Higher-income populations in the developing world also have much higher levels of obesity. This relationship also held a century ago among European and North American populations, but the reverse is now true: the poor in Europe and North America experience far higher levels of obesity and diet-related chronic diseases than their rich counterparts. This reversal has occurred recently among urban Brazilian women and in Chile.

A range of changes in health have accompanied this nutrition transition. Most immediate among these seems to be the emerging epidemic of diabetes, stroke, and hypertension, all diet-related chronic diseases. The evidence from some Asian and Latin American countries is particularly worrying. The economic costs of diet-related noncommunicable diseases in fact have surpassed the cost of malnutrition in China.

A unique issue emerging from this transition is the increasingly frequent double burden of undernutrition and obesity in the same household. The prevalence of households with both overweight and underweight members in Brazil, for example, is 11 percent.

WHERE DO WE GO FROM HERE?

How can the food policy and public health communities, already burdened by the challenges of poverty, undernutrition, and underdevelopment, deal with the seemingly contradictory goal of promoting both greater and lesser food intake?

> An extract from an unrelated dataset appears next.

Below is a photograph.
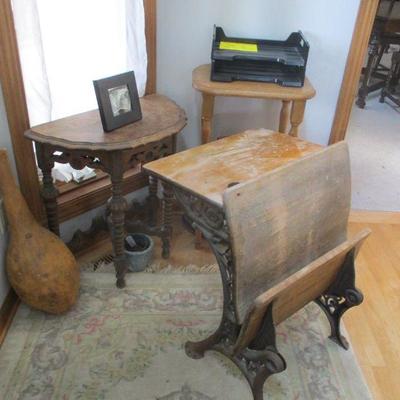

How can they address the prevention of obesity when they focus on undernutrition and poverty?

Part of the answer lies in finding solutions common to both undernutrition and overnutrition and promoting them through education and more direct interventions. Promulgating nutrient-dense fruits and vegetables, for example, would reduce caloric intake and improve micronutrient status. Another such solution is breast-feeding, which offers food rich in nutrients and reduces obesity and coronary heart disease.

Policymakers must also take direct action to reduce obesity at all age levels. Few large-scale efforts have done this successfully, though Scandinavian countries did change their diets and reduce coronary heart disease between 1976 and the 1980s. To do so, the Scandinavians focused on price and other policies, such as fish subsidies, to encourage healthier diets. During the 1990s Singapore reduced child obesity through a combination of changes in school diet and increased fitness and physical activity programming.

A major first step toward a healthier population is awareness of the problems related to the nutrition transition. Many developing countries are realizing the importance of this issue. They must continue their efforts and develop programs and policies for agricultural production, nutrition, food marketing, and education that will help them to successfully confront the nutrition transition and achieve sustainable food and nutrition security.

For further reading see Barry Popkin, “The Nutrition Transition and Its Health Implications in Lower Income Countries,” Public Health Nutrition 1 (1998): 5-21; and Barry Popkin, “Urbanization, Lifestyle Changes and the Nutrition Transition,” World Development 27 (1999): 1905-16.